We know the feeling of leaving everything behind: Syrian refugees help Hurricane Irma evacuees
Syrians refugees who know too well the feeling of leaving everything behind sprung into action when Hurricane Irma devastated homes in southeastern America.
2 min read
13 September, 2017
Scenes of devastation left by Hurricane Irma are all too familiar for Syrian refugees [Getty]
Syrian sisters Abeer and Nora al-Sheikh Bakri know what it's like to flee their devastated homes and leave everything behind. 

So when Hurricane Irma struck America's southeast last week, displacing more than half a million people by Sunday, they felt compelled to help Florida residents who saw their homes crumble down.

"I called my sister Nora and we got cooking," Abeer, 28, told Huffington Post. They drove an hour to the Hamzah Islamic Center in Alpharetta, Georgia, on Sunday evening, where they said about 39 evacuees were riding out the storm.

There, they cooked up a Middle Eastern feast including tabbouleh and kebab.

"We were uprooted from war," Abeer said. "We know the feeling of leaving everything behind."

"I was so afraid when we heard about the hurricane," Nora, 30, said. "Especially us Syrians. We're already traumatised."

The mosque tried to pay the sisters for their cooking, she added, but they wouldn't accept. Instead, they simply took pride in volunteering on behalf of her fellow community members.

"I wanted to be able to help these people, so that these people can feel happiness," she said. "So they don't feel uprooted like how we felt."
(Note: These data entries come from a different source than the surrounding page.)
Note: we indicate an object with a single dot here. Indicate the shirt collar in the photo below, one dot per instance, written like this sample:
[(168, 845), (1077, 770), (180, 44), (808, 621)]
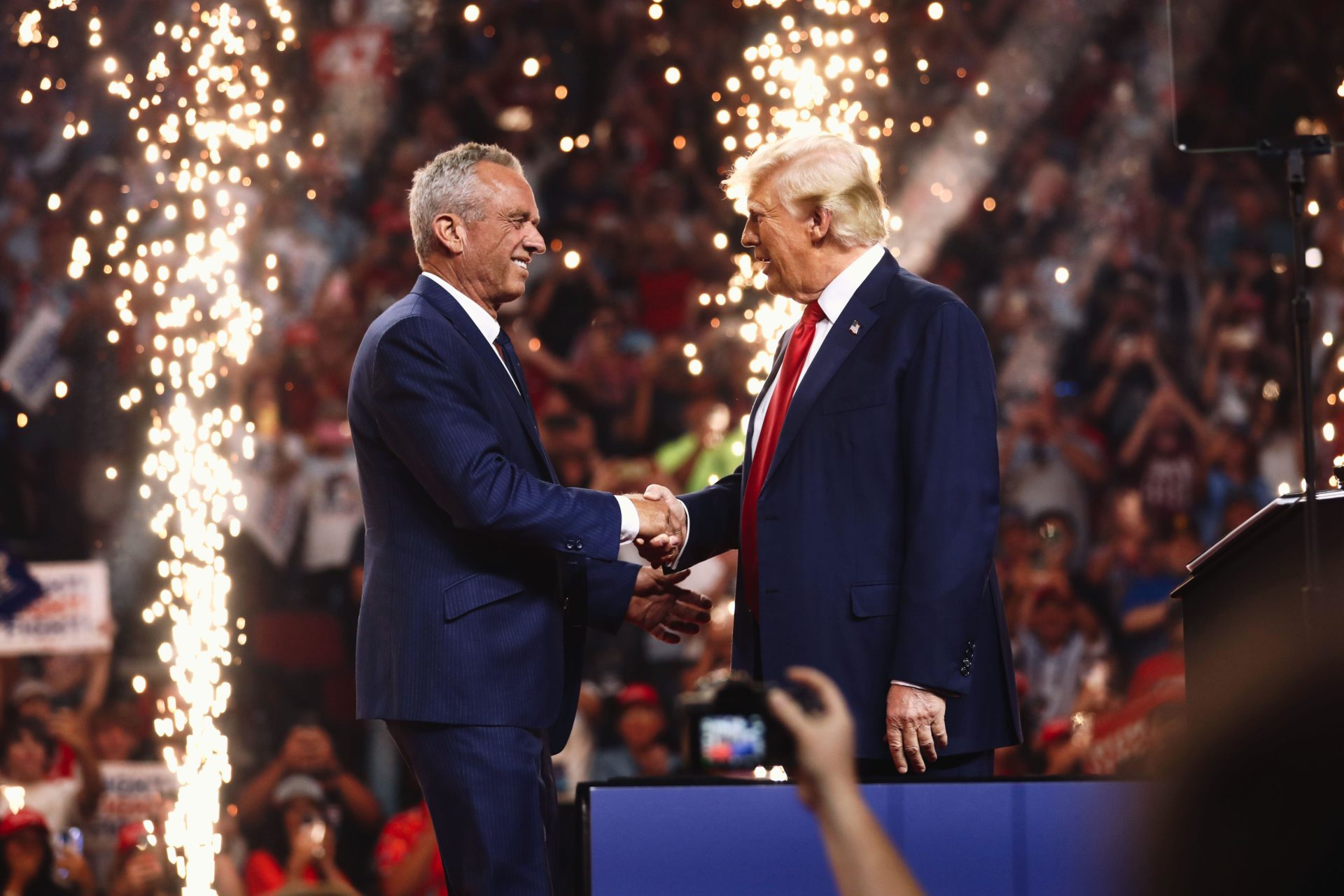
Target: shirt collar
[(488, 326), (847, 282)]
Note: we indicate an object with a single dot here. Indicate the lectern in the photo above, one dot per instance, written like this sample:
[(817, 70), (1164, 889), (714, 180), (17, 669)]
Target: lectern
[(1259, 570)]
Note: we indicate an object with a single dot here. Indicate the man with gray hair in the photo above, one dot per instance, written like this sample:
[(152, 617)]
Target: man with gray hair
[(866, 508), (480, 570)]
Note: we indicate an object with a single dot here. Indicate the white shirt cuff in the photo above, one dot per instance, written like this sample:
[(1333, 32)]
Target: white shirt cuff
[(629, 519), (686, 535)]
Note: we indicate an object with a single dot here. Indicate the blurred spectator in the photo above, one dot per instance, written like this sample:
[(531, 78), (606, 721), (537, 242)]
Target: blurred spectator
[(118, 734), (708, 450), (26, 752), (308, 755), (300, 846), (641, 723), (1054, 648), (407, 856), (29, 864)]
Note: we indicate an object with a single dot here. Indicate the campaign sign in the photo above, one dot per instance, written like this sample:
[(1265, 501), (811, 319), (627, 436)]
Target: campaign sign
[(34, 363), (134, 792), (73, 615)]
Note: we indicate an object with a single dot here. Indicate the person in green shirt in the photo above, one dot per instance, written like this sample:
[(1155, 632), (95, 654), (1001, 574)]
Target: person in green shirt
[(707, 451)]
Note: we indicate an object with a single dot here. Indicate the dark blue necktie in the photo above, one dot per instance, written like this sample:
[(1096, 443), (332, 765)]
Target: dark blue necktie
[(515, 367)]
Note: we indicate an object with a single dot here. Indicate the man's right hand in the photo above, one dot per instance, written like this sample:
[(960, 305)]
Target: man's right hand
[(662, 524)]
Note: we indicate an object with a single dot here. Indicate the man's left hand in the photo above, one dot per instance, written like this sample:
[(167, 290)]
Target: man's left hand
[(914, 727), (663, 609)]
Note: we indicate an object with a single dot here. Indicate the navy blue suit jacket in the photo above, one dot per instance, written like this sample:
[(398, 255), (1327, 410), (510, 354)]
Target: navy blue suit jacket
[(480, 571), (878, 516)]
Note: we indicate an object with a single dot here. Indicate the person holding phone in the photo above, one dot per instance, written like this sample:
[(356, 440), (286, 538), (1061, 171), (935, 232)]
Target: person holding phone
[(29, 864), (302, 846)]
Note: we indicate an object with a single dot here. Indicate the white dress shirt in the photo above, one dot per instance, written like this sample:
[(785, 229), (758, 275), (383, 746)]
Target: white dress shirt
[(832, 301), (489, 327), (834, 298)]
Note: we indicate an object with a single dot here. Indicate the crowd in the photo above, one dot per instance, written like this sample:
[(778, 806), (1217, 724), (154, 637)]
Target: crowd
[(1142, 340)]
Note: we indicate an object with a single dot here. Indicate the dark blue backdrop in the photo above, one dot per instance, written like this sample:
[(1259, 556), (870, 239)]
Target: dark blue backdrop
[(1031, 837)]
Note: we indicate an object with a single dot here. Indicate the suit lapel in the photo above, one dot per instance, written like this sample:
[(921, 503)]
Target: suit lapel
[(448, 307), (765, 390), (841, 340)]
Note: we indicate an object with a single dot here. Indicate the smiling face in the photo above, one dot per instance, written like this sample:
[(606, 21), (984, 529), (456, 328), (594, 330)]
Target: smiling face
[(783, 244), (493, 251)]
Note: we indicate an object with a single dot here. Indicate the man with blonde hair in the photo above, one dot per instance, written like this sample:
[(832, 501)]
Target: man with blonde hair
[(869, 498)]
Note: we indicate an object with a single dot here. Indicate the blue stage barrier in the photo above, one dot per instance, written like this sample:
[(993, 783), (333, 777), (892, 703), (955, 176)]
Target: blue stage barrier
[(981, 839)]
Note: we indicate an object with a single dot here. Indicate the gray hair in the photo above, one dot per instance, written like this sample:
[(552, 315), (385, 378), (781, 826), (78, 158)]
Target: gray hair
[(820, 171), (451, 184)]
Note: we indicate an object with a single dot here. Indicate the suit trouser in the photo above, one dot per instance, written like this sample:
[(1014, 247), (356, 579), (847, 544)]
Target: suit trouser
[(491, 796)]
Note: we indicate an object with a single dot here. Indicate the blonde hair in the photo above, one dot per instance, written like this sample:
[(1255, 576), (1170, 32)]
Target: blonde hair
[(451, 184), (820, 171)]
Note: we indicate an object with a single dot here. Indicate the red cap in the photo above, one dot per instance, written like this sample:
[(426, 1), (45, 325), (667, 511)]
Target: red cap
[(130, 836), (17, 821), (302, 333), (638, 694), (1056, 729)]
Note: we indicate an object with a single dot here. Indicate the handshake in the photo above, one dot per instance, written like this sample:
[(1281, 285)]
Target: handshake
[(660, 605), (663, 526)]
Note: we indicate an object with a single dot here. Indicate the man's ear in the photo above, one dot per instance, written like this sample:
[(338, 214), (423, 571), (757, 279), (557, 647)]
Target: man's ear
[(819, 225), (448, 232)]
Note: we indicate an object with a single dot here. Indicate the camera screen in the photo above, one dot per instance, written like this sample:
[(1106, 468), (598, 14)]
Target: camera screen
[(733, 742)]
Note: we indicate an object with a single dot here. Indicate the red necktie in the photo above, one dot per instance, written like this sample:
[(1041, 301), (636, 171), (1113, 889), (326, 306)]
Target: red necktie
[(787, 382)]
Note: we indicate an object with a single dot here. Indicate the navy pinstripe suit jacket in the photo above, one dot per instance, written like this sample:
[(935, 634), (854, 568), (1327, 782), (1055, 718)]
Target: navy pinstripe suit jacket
[(480, 571), (878, 516)]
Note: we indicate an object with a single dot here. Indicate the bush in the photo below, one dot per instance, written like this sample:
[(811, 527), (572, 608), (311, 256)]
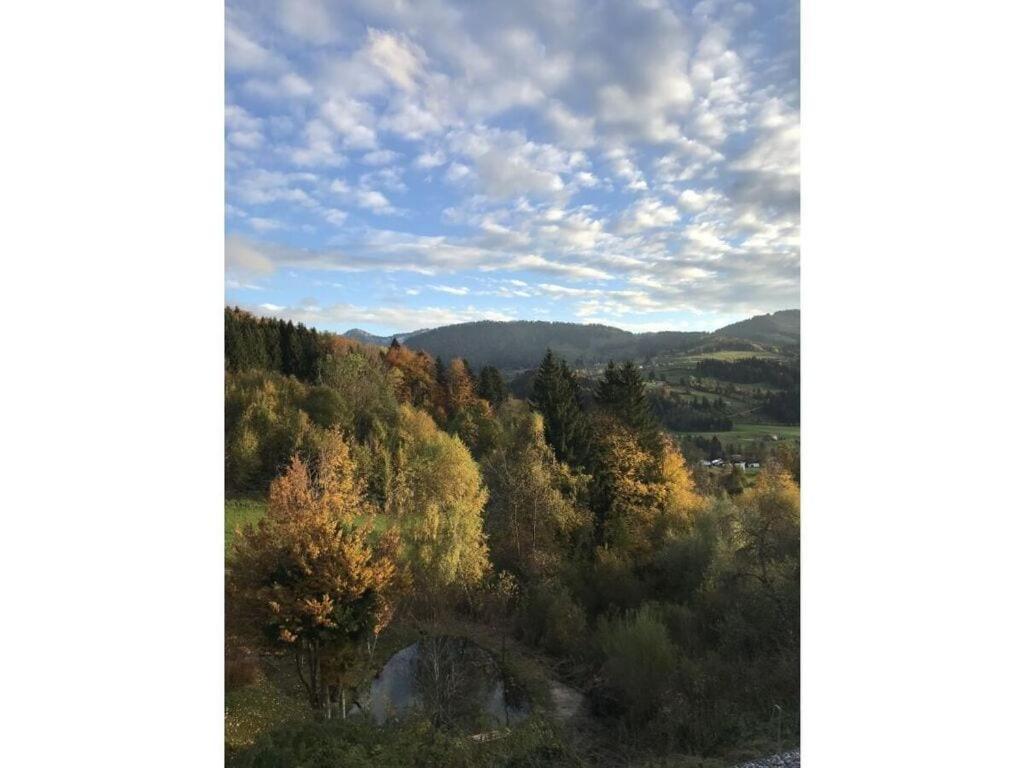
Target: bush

The sisters, who fled Douma in 2012 after their country's civil war engulfed the city, spent four years in Egypt before being resettled in Clarkson, Georgia, in 2016 with other members of their families.
"We were uprooted from war. We know the feeling of leaving everything behind."

Nazer Ghazal, a 53-year-old Syrian refugee from Damascus living in nearby Tucker, Georgia, had the same idea.

Ghazal resettled to Georgia from Jordan in November last year. He said he delivered a home-cooked meal including rice, chicken and salad, to Masjid Omar Bin Abdul Aziz mosque on Sunday where approximately 25 evacuees sought shelter.

Like the Bakri sisters, Ghazal understood the feeling of leaving everything behind and starting afresh.

"We were forced to come to the US because of the war, but we're here now and see good in this country," he said Tuesday. "It's on us now to do good here."